Если бы в эту минуту, среди зимы, гром грянул над Розлогами, он не так бы ошеломил княгиню и ее сыновей, как слова наместника. Долгое время они с изумлением смотрели на пана Скшетуского, который стоял перед ними, спокойный и гордый, точно не просил, а приказывал, и они не могли найти слов для ответа. Княгиня переспросила:
— Как?.. Ваць-пан — руку Елены?
— Я, ваць-пани, и это мое твердое намерение. Опять минута молчания.
— Я жду ответа, пани.
— Извините, пане, — ответила наконец княгиня, придя в себя, и голос ее стал сухим и резким, — предложение такого кавалера честь немалая для нас, но не может того быть, ибо Елену мы обещали уже другому.
— Рассудите, ваць-пани, как заботливая опекунша, не было ли то против воли княжны и не лучше ли я того, кому вы ее обещали?
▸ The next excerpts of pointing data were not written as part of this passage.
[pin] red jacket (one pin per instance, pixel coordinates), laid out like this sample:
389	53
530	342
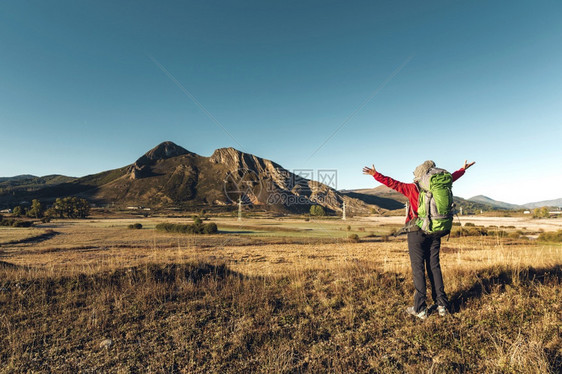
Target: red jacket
410	190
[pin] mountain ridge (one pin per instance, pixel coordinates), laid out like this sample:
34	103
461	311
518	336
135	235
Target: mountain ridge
170	175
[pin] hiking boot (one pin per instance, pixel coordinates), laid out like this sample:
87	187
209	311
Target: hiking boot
421	315
442	310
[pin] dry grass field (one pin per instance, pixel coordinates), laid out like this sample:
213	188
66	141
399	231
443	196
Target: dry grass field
272	295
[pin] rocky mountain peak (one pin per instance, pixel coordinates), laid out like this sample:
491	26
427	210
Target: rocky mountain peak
228	156
161	152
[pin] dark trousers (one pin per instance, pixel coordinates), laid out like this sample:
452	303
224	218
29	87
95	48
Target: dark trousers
424	254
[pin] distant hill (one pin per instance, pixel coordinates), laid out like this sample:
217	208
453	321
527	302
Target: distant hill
553	203
494	203
31	182
169	175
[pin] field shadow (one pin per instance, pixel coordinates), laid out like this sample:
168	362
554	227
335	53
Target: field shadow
487	283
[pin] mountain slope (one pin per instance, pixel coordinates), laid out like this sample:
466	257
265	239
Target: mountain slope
169	175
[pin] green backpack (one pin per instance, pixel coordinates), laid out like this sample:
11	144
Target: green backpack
435	205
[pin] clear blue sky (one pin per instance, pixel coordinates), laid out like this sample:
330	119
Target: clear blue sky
87	86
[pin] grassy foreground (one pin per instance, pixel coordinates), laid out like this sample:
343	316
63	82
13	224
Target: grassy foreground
199	318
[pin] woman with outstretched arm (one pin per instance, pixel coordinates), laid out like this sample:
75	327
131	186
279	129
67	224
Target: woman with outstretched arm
422	247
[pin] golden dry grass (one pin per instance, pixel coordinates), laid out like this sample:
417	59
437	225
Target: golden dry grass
241	302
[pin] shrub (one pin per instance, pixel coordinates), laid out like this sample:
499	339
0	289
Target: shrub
514	235
209	228
551	236
317	210
354	238
16	223
22	224
18	211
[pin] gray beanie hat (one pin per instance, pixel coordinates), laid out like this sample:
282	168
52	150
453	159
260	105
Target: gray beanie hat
422	169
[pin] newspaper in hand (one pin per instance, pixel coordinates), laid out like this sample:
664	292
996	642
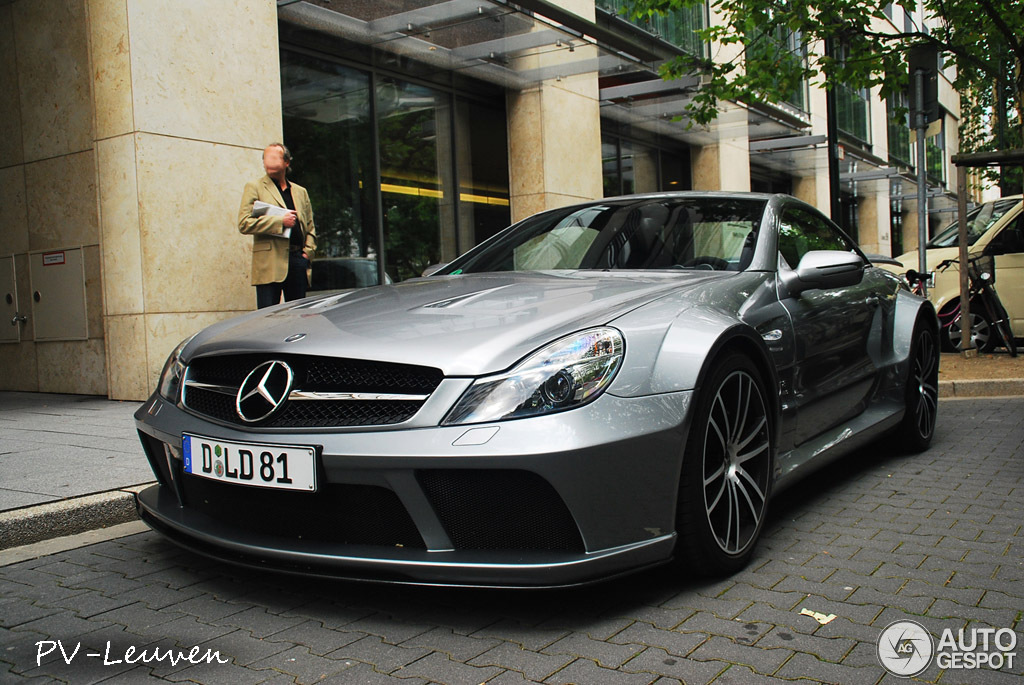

— Мосци-пане, кто лучше, мне судить. Вы, может, и лучше, нам все равно, мы вас не знаем.
Наместник выпрямился еще надменнее, и взгляд его стал острым и холодным, как кинжал.
— Зато я вас знаю, изменники! — гаркнул он. — Вы хотите отдать родственницу холопу, лишь бы он оставил вас в незаконно захваченном владении.
— Сам ты изменник! — крикнула княгиня. — Так ты платишь за гостеприимство, так-то отблагодарил? О змея! Кто ты таков? Откуда взялся?
Молодые Курцевичи стали сжимать кулаки и поглядывать на оружие, висевшее на стене. Наместник воскликнул:
— Нехристи, вы отняли вотчину у сироты! Ну да ничего. Через день князь будет знать обо всем.
Услыхав это, княгиня бросилась к стене, схватила рогатину и пошла с нею на пана наместника. Князья, схватив кто что успел — нож, кистень или саблю, окружили его полукругом, словно стадо разъяренных волков.
— К князю поедешь? — кричала княгиня. — А уверен ли ты в том, что выйдешь отсюда живым? Что это не последний твой час?
Скшетуский скрестил руки на груди и глазом не моргнул.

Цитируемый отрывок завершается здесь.